60 million people globally have chronic kidney disease; 2 million have kidney failure.
Newswise — Washington, DC (January 9, 2014) — New research reveals that certain cells contribute to kidney function decline, making them attractive targets for treatments against kidney failure. The findings will appear in an upcoming issue of the Journal of the American Society of Nephrology (JASN).
The blood-filtering cells in the kidneys—called podocytes—are critical to kidney function, and kidney failure can occur when as little as about 20% to 30% of them are lost. Marcus Moeller, MD, Bart Smeets, PhD, Katja Berger (RWTH University of Aachen, in Germany), and their colleagues looked to see if they could coax podocytes to be generated from putative kidney progenitor cells—termed parietal cells—as a potential treatment strategy for kidney failure.

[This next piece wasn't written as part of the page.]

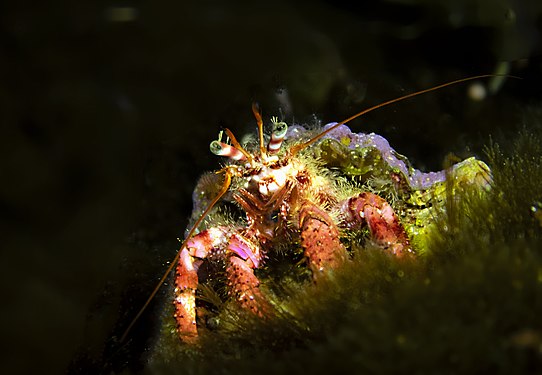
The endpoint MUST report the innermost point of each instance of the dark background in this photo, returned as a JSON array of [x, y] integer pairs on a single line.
[[107, 110]]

Through experiments conducted in mice, the researchers found that podocytes cannot be renewed from parietal cells. In fact, after the loss of podocytes, parietal cells play a negative role by causing kidney scarring that contributes to progressive kidney function decline. “This opens a very important new strategy to prevent loss of kidney function: by inhibiting the parietal cells from doing their destructive work,” said Dr. Moeller.

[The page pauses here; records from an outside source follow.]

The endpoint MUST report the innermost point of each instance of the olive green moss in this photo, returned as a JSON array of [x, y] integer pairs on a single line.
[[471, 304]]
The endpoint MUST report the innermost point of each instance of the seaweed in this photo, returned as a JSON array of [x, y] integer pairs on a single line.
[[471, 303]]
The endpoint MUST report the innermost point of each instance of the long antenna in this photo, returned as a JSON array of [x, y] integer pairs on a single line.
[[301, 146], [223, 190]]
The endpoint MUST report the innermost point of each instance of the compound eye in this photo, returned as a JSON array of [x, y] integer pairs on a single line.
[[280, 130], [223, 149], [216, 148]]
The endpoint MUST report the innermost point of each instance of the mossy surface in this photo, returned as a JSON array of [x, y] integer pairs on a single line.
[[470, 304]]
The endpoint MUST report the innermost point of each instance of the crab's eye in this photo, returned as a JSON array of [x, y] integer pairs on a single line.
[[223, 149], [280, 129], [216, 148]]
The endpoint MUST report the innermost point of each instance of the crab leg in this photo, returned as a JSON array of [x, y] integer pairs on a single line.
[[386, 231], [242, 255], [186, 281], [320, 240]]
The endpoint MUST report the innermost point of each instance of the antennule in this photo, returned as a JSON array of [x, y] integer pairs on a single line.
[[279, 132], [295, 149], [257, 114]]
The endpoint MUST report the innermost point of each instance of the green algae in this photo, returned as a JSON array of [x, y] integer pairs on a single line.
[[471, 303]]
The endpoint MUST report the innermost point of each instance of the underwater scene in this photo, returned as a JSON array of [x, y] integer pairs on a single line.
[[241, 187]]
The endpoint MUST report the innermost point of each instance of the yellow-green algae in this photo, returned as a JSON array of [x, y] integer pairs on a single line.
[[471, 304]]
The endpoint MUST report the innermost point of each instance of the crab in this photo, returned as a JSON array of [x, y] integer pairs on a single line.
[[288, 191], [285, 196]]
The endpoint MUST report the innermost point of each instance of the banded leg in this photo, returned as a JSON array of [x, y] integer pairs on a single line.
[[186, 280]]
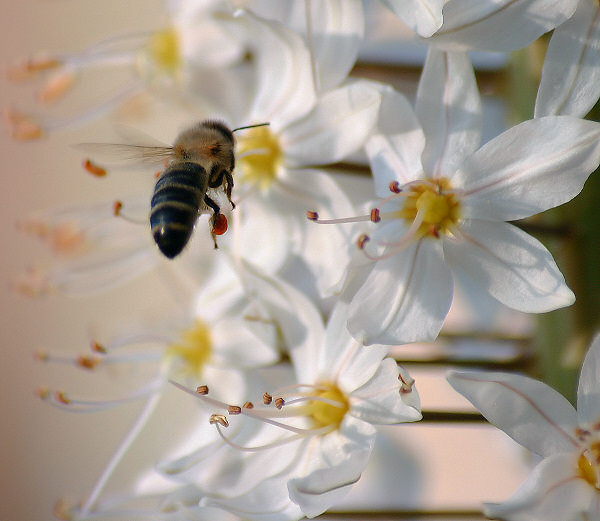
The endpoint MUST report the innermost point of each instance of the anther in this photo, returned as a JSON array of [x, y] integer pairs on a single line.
[[93, 168], [407, 383], [362, 240], [87, 362], [202, 389], [61, 397], [220, 419], [117, 208], [97, 348]]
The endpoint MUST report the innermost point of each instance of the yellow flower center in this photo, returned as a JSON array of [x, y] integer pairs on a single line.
[[324, 413], [588, 465], [440, 210], [163, 50], [193, 349], [259, 167]]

The researchers did, however, detect an additional but limited reserve of podocytes that are present at birth and become mature and functional filter cells by adulthood.
“Our results indicate that research efforts should be directed towards preserving our limited pool of filter cells and to develop pharmacological strategies to inhibit scarring of the kidney by parietal cells,” said Dr. Moeller.
Study co-authors include Kevin Schulte, MD, Peter Boor, MD, Christoph Kuppe, MD, Toin van Kuppevelt, MD, and Jürgen Floege, MD.
Disclosures: The authors reported no financial disclosures.
The article, entitled “The Regenerative Potential of Parietal Epithelial Cells in Adult Mice,” will appear online at http://jasn.asnjournals.org/ on January 9, 2014.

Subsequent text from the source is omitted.